Adelheid Biesecker im Rosa Luxemburg Club Celle

Adelheid Biesecker

Der Rosa Luxemburg Club hatte im September/Oktober mit Niko Paech und Adelheid Biesecker zwei Wirtschafts-wissenschaftler nach Celle eingeladen, die sich intensiv mit den auf Wachstum basierenden Krisenphänomenen ausein-andergesetzt und Alternativen haben. Von Niko Paech finden sich zentrale Thesen auf der Website postwachstumsoekonomie.org;
den Vortrag von Adelheid Biesecker wollen wir hier in wichtigen Punkten zusammenfassen.

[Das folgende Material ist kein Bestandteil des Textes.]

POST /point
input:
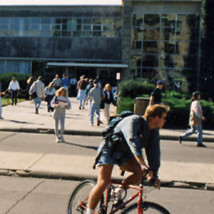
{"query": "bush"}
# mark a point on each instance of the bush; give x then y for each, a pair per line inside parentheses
(126, 104)
(6, 78)
(179, 103)
(132, 88)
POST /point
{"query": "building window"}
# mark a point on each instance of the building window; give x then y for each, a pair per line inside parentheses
(61, 27)
(164, 44)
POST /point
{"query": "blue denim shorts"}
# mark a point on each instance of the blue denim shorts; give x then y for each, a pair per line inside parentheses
(113, 157)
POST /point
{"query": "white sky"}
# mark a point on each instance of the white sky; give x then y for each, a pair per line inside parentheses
(60, 2)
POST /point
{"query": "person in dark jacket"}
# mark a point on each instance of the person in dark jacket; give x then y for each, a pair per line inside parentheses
(156, 93)
(137, 133)
(109, 98)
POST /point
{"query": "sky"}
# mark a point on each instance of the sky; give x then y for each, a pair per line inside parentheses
(60, 2)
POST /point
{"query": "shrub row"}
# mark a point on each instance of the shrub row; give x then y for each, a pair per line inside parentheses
(6, 78)
(178, 116)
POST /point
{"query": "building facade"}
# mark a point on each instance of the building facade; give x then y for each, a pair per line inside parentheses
(146, 39)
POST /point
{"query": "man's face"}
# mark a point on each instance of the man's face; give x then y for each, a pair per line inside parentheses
(160, 120)
(160, 86)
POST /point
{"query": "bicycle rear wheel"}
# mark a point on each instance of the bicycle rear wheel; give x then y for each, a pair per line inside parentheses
(148, 208)
(79, 198)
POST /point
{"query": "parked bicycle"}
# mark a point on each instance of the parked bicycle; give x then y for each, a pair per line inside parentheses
(79, 200)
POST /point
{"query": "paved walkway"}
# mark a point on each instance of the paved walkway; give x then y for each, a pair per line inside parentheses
(23, 118)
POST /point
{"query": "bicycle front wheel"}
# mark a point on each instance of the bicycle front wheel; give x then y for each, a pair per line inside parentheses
(148, 208)
(79, 198)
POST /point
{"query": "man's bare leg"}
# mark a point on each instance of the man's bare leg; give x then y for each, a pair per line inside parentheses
(104, 177)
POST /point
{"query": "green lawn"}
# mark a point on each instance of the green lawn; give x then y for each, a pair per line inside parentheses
(8, 101)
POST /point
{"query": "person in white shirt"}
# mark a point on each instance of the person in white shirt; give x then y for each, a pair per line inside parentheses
(60, 103)
(49, 92)
(39, 87)
(1, 93)
(195, 122)
(109, 98)
(14, 88)
(73, 87)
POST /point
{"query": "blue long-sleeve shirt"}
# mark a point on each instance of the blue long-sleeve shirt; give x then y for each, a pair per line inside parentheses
(138, 135)
(65, 82)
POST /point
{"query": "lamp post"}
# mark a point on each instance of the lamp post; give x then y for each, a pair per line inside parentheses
(118, 77)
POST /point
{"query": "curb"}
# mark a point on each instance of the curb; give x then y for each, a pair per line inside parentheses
(91, 133)
(75, 177)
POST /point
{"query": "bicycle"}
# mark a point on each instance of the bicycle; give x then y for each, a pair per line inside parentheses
(79, 200)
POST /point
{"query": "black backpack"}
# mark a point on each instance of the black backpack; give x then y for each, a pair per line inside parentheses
(108, 133)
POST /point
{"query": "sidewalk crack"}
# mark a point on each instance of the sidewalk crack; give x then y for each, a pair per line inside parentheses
(11, 135)
(25, 196)
(36, 162)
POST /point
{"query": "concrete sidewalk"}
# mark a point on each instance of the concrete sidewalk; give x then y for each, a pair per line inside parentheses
(22, 118)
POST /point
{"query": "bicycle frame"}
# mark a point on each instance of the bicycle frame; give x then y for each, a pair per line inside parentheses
(139, 194)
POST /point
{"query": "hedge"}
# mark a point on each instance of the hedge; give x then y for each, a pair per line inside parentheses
(6, 78)
(178, 116)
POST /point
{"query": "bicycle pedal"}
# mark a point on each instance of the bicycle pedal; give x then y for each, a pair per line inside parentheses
(117, 203)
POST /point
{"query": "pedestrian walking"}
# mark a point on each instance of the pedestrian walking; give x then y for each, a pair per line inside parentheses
(95, 94)
(88, 88)
(195, 121)
(108, 99)
(73, 87)
(65, 82)
(81, 96)
(1, 93)
(14, 88)
(156, 96)
(39, 88)
(57, 82)
(60, 103)
(29, 83)
(49, 94)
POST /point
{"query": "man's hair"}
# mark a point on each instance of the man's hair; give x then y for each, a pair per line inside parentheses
(155, 110)
(58, 92)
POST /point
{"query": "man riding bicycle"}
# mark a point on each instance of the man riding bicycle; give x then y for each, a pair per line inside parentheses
(134, 133)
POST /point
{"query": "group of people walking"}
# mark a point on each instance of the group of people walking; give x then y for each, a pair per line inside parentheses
(56, 95)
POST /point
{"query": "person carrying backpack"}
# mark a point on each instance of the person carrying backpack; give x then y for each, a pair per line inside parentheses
(124, 148)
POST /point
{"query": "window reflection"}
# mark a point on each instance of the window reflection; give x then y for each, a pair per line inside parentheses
(137, 20)
(150, 47)
(151, 33)
(150, 60)
(137, 45)
(167, 47)
(136, 60)
(168, 20)
(167, 42)
(151, 20)
(137, 34)
(167, 34)
(72, 26)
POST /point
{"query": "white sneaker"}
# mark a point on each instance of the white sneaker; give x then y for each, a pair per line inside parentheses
(57, 139)
(62, 138)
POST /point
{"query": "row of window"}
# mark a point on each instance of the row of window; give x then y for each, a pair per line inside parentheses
(166, 20)
(164, 61)
(165, 47)
(19, 26)
(171, 34)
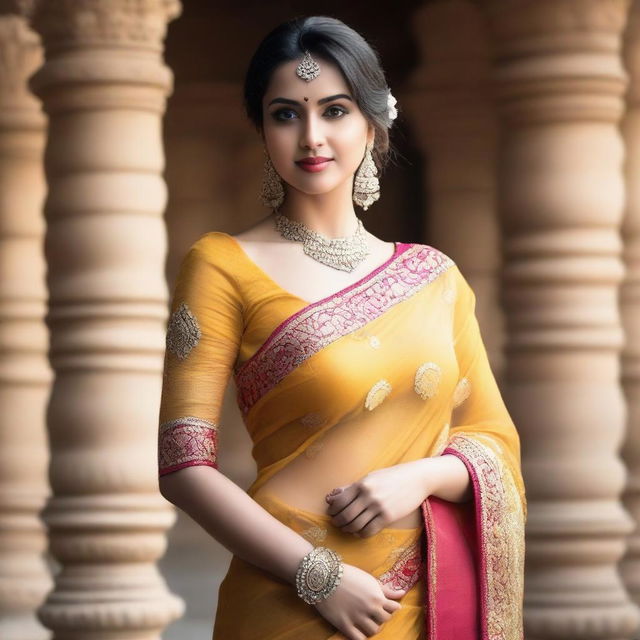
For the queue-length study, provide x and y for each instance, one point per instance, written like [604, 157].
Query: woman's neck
[331, 214]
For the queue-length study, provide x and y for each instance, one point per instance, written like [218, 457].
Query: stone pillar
[214, 165]
[559, 86]
[630, 296]
[25, 376]
[449, 105]
[103, 86]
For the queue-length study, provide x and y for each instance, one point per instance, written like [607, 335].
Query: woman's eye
[284, 114]
[336, 111]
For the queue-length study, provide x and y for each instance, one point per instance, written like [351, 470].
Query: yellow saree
[386, 371]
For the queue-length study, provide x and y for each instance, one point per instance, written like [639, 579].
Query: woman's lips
[313, 165]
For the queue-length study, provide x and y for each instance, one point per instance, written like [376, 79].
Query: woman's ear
[371, 135]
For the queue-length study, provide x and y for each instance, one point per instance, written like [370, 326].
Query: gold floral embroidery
[183, 332]
[501, 534]
[312, 450]
[405, 571]
[362, 334]
[441, 441]
[314, 534]
[312, 419]
[461, 392]
[427, 380]
[187, 441]
[377, 394]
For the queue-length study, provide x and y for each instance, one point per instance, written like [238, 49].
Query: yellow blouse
[388, 370]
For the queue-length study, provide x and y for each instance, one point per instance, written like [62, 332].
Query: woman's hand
[360, 605]
[380, 498]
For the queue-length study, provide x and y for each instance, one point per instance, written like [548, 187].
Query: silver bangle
[318, 574]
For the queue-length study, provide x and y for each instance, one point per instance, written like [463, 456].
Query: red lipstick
[313, 164]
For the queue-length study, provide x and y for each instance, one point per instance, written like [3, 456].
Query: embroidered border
[405, 571]
[319, 324]
[500, 523]
[187, 442]
[431, 568]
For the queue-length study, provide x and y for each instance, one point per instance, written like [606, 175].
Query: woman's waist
[307, 498]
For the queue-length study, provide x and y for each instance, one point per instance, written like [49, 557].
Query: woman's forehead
[285, 83]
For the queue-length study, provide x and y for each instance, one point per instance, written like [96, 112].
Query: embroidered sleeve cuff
[187, 442]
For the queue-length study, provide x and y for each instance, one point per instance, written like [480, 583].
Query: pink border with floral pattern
[319, 324]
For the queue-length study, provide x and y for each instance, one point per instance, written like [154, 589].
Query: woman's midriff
[310, 496]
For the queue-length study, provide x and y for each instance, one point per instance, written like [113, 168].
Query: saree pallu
[388, 370]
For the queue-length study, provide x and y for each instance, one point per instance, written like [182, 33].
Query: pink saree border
[499, 533]
[186, 442]
[319, 324]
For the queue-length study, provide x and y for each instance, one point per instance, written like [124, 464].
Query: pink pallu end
[452, 600]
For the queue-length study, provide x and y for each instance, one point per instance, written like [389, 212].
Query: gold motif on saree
[319, 324]
[314, 534]
[449, 293]
[312, 450]
[183, 332]
[441, 442]
[313, 419]
[427, 380]
[501, 534]
[461, 392]
[377, 394]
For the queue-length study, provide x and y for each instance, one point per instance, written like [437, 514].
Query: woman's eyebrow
[321, 101]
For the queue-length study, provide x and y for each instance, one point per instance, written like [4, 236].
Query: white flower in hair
[391, 104]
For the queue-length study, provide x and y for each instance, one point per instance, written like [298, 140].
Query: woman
[388, 500]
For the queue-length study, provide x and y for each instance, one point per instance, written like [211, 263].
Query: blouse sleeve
[203, 337]
[484, 437]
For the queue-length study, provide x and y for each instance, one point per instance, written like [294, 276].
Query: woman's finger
[375, 525]
[341, 500]
[368, 627]
[360, 521]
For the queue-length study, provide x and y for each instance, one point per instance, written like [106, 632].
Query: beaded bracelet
[318, 574]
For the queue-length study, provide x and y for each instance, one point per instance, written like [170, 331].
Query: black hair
[332, 40]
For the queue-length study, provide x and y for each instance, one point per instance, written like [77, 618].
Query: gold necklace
[344, 253]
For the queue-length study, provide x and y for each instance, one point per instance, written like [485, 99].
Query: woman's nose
[311, 135]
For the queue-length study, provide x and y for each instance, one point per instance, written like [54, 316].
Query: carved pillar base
[104, 87]
[25, 376]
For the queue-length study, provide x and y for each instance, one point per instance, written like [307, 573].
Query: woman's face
[311, 121]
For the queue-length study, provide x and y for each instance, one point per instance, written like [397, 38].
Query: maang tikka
[308, 69]
[272, 188]
[366, 186]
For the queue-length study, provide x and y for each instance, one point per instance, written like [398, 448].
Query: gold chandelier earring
[272, 188]
[366, 186]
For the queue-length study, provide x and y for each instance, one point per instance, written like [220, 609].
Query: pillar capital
[20, 56]
[137, 24]
[558, 60]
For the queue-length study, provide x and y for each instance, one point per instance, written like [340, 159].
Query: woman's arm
[446, 477]
[235, 520]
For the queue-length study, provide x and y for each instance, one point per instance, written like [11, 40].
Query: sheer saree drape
[388, 370]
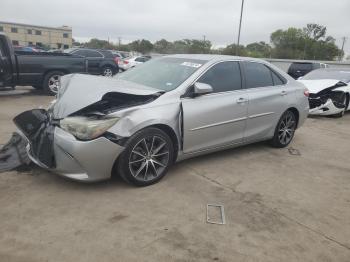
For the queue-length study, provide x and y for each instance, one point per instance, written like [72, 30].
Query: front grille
[37, 127]
[314, 102]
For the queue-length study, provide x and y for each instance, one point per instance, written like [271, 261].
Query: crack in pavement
[272, 209]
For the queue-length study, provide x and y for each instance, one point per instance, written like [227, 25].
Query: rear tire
[51, 83]
[285, 129]
[346, 105]
[107, 71]
[146, 158]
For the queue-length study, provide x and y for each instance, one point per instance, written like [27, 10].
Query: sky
[178, 19]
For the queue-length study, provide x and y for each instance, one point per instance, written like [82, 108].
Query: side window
[225, 76]
[257, 75]
[80, 52]
[277, 80]
[91, 53]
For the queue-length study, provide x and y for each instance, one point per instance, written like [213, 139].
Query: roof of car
[334, 69]
[208, 57]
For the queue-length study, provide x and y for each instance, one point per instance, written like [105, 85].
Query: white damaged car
[329, 91]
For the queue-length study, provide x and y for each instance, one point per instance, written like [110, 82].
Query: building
[33, 35]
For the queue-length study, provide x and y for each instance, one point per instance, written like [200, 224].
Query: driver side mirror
[202, 89]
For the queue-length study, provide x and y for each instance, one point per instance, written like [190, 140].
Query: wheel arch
[296, 113]
[171, 133]
[347, 101]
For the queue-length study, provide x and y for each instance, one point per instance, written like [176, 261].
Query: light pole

Für Adelheid Biesecker ist klar, dass es an der Zeit ist, sich vom Wachstum zu verabschieden. Unsere Gesellschaft muss zu einer neuen »Geschäftsgrundlage« finden. Denn »Nachhaltigkeit« ist mit dem alten »Geschäftsmodell « nicht zu machen. Die Gründe sind offensichtlich:

  1. die fossilen Vorräte gehen zu Ende;
  2. die Atomenergie hat sich als nicht beherrschbar erwiesen;
  3. die Beschädigung des globalen Klimas bedroht die Lebensbedingungen für Menschen auf dieser Erde insgesamt;
  4. das alte ökonomische »Geschäftsmodell« führt zu immer mehr Ungleichheit und Ungerechtigkeit.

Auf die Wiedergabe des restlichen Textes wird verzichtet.